Proximal Bellman mappings for reinforcement learning and their application to robust adaptive filtering

TL;DR

This paper introduces proximal Bellman mappings in RKHSs for reinforcement learning, enabling robust adaptive filtering by selecting optimal p-norm exponents online, with demonstrated superior performance over existing methods.

Contribution

It proposes a novel class of proximal Bellman mappings in RKHSs, facilitating new RL designs and robust adaptive filtering without prior data or outlier statistics.

Findings

Numerical tests show superior performance over existing schemes.

Mappings are nonexpansive and versatile for RL design.

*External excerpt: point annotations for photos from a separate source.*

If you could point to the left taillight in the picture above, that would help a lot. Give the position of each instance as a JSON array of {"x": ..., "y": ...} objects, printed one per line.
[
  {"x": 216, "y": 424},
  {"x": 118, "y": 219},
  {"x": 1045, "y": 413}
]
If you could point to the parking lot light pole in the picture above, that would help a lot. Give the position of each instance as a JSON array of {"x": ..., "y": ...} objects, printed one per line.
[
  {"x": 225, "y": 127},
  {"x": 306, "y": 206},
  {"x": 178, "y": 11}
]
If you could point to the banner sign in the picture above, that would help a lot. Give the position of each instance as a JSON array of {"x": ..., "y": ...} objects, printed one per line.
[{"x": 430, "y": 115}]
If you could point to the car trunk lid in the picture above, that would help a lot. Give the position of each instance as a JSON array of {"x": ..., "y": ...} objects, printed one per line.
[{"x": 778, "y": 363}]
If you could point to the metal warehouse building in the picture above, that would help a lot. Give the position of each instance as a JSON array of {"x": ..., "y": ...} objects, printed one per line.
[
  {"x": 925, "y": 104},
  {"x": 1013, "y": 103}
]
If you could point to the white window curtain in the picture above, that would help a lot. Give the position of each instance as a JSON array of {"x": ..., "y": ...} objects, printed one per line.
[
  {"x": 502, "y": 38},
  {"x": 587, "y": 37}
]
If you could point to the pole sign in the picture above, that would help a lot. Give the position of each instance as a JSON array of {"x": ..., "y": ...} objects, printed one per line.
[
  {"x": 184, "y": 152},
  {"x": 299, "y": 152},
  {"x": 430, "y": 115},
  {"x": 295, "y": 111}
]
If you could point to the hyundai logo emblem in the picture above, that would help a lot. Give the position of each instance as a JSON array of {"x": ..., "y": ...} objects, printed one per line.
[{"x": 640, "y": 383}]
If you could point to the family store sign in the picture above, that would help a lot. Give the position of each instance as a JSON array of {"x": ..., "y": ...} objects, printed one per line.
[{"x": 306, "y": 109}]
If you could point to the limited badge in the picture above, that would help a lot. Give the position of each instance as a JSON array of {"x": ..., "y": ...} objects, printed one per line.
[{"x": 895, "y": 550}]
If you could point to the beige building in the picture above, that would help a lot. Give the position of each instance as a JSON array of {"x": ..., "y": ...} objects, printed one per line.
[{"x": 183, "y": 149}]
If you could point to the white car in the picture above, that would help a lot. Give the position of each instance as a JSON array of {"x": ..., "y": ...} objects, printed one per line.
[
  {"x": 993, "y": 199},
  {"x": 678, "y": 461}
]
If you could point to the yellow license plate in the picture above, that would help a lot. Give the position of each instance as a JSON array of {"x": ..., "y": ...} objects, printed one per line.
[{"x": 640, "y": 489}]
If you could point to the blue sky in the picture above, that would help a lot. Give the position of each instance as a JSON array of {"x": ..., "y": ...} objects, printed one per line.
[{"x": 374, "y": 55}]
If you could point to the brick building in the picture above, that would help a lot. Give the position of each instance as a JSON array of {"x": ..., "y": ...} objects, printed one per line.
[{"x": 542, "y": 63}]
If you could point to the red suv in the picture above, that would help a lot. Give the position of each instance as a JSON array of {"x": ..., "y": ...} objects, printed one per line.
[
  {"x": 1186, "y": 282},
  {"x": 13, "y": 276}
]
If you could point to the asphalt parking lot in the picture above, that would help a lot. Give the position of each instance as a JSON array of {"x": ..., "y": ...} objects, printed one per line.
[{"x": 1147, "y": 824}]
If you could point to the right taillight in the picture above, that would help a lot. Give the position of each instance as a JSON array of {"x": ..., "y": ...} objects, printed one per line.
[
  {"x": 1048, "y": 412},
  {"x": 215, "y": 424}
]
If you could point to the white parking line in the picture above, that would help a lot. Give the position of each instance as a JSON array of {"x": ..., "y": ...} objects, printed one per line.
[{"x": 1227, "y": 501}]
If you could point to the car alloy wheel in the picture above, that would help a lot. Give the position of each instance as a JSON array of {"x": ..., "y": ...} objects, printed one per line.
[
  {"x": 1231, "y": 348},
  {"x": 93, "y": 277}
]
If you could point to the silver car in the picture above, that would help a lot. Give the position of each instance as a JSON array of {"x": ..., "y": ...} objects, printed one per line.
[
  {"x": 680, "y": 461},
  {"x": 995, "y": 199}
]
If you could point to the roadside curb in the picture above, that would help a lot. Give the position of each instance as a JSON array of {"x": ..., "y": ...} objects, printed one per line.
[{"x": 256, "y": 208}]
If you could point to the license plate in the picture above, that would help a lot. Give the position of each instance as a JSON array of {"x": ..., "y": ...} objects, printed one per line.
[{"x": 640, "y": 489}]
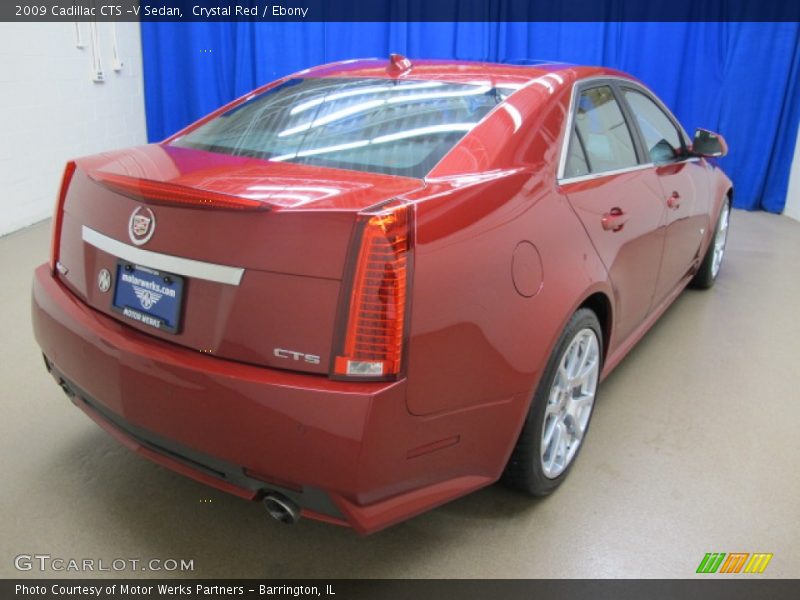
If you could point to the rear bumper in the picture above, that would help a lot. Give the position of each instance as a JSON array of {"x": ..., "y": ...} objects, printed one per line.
[{"x": 348, "y": 453}]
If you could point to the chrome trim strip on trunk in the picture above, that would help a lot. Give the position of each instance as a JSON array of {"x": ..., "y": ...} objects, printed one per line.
[{"x": 164, "y": 262}]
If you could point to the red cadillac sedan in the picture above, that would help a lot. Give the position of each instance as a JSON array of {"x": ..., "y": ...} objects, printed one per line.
[{"x": 369, "y": 288}]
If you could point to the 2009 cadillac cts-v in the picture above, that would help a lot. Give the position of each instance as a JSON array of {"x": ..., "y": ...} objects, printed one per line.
[{"x": 369, "y": 288}]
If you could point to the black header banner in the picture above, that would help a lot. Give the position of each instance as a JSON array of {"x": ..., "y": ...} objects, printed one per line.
[
  {"x": 398, "y": 10},
  {"x": 710, "y": 588}
]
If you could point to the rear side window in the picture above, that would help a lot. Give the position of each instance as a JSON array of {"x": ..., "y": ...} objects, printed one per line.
[
  {"x": 661, "y": 138},
  {"x": 602, "y": 135},
  {"x": 376, "y": 125}
]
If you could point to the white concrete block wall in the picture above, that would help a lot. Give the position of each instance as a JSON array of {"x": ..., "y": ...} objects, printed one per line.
[
  {"x": 792, "y": 208},
  {"x": 52, "y": 111}
]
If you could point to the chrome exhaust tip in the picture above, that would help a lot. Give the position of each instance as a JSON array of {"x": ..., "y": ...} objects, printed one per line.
[{"x": 281, "y": 508}]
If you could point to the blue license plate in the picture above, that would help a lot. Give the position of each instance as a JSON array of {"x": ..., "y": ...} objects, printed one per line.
[{"x": 148, "y": 296}]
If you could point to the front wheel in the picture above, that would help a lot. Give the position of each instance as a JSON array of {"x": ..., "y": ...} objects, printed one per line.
[
  {"x": 709, "y": 269},
  {"x": 561, "y": 409}
]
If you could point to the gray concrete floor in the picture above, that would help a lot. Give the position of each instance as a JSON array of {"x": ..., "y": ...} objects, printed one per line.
[{"x": 694, "y": 448}]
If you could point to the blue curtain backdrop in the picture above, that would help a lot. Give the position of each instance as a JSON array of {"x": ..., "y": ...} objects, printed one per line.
[{"x": 741, "y": 79}]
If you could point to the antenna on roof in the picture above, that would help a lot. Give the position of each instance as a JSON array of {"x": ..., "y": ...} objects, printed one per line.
[{"x": 398, "y": 64}]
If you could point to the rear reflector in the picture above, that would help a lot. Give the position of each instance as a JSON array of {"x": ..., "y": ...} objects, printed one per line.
[
  {"x": 58, "y": 216},
  {"x": 172, "y": 193},
  {"x": 373, "y": 338}
]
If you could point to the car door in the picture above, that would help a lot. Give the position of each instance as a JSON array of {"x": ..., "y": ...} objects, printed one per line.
[
  {"x": 618, "y": 198},
  {"x": 683, "y": 181}
]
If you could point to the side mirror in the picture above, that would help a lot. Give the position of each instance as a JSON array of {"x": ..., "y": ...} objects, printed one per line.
[{"x": 710, "y": 144}]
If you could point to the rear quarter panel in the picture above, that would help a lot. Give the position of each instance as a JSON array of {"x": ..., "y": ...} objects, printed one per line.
[{"x": 474, "y": 339}]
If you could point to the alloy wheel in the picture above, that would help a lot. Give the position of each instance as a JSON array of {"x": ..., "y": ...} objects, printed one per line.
[{"x": 570, "y": 403}]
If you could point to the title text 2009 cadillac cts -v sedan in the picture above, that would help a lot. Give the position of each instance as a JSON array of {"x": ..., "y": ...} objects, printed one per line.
[{"x": 369, "y": 288}]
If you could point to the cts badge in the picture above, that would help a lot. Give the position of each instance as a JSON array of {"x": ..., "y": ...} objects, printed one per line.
[
  {"x": 141, "y": 225},
  {"x": 311, "y": 359},
  {"x": 104, "y": 280}
]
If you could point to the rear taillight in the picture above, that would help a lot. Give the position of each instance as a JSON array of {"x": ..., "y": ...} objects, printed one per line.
[
  {"x": 172, "y": 193},
  {"x": 371, "y": 346},
  {"x": 58, "y": 215}
]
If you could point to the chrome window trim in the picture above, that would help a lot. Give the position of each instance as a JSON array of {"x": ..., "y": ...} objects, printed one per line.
[
  {"x": 562, "y": 160},
  {"x": 602, "y": 174},
  {"x": 165, "y": 262}
]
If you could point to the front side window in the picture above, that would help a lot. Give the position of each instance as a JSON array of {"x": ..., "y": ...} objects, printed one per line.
[
  {"x": 602, "y": 133},
  {"x": 661, "y": 138},
  {"x": 375, "y": 125}
]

Effective outlier handling in adaptive filtering.

Abstract

This paper aims at the algorithmic/theoretical core of reinforcement learning (RL) by introducing the novel class of proximal Bellman mappings. These mappings are defined in reproducing kernel Hilbert spaces (RKHSs), to benefit from the rich approximation properties and inner product of RKHSs, they are shown to belong to the powerful Hilbertian family of (firmly) nonexpansive mappings, regardless of the values of their discount factors, and possess ample degrees of design freedom to even reproduce attributes of the classical Bellman mappings and to pave the way for novel RL designs. An approximate policy-iteration scheme is built on the proposed class of mappings to solve the problem of selecting online, at every time instance, the "optimal" exponent $p$ in a $p$-norm loss to combat outliers in linear adaptive filtering, without training data and any knowledge on the statistical properties of the outliers. Numerical tests on synthetic data showcase the superior performance of the proposed framework over several non-RL and kernel-based RL schemes.